Scott Paxman, general manager and CEO of the Weber Basin Water Conservancy District, said the district is moving forward with an $80,000,000 pipeline replacement and augmentation project intended to improve drinking-water resiliency on the Wasatch Front.
Paxman said the project will replace about a 2.5-mile section with a 7-foot-diameter pipeline and stressed the public-safety rationale: "in the case that we do have an earthquake, that pipe moves and ruptures at any point, we can still supply drinking water at the very minimum to a population of about 350,000 people in in Davis County," he said. "It's an $80,000,000 project."

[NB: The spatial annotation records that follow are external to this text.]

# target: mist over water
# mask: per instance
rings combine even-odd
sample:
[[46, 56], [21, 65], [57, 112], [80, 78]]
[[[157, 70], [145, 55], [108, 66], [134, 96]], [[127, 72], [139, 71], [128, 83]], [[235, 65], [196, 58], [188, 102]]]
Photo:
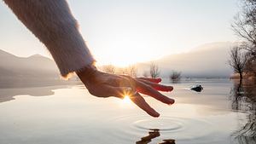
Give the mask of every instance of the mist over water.
[[[229, 79], [163, 83], [174, 86], [165, 95], [176, 103], [166, 106], [146, 97], [161, 114], [158, 118], [132, 103], [92, 96], [82, 85], [0, 89], [0, 143], [256, 142], [255, 84]], [[190, 90], [195, 84], [203, 90]]]

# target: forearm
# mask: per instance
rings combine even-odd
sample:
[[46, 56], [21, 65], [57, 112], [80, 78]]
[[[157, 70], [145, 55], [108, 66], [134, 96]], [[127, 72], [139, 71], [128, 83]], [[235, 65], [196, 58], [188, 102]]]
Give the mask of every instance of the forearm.
[[95, 61], [65, 0], [3, 1], [44, 43], [63, 77]]

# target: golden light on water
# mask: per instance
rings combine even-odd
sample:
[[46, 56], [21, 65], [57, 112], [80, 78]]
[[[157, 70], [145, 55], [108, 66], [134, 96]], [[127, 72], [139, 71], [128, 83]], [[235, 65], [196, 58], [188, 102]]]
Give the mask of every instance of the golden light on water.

The presentation established the district's geographic scope: Paxman said the Weber Basin Water Conservancy District serves communities across five counties in northern Utah and wholesales drinking water to most communities in Davis, Weber, Morgan and Summit counties. He characterized the pipeline as central to the "lifeblood" of water supply along the Wasatch Front and said adding redundancy will improve system resilience.
Paxman thanked unspecified partners who, he said, are helping to get the project "off and running," but he did not provide details in this statement about funding sources, construction timeline, permitting milestones or the specific partners involved. Those details were not specified in the presentation.
The district presented the project scope and resilience goals but did not record a vote, funding authorization, or precise schedule in the remarks provided. Paxman said the work is underway and emphasized the planned resiliency benefits for communities served by the district.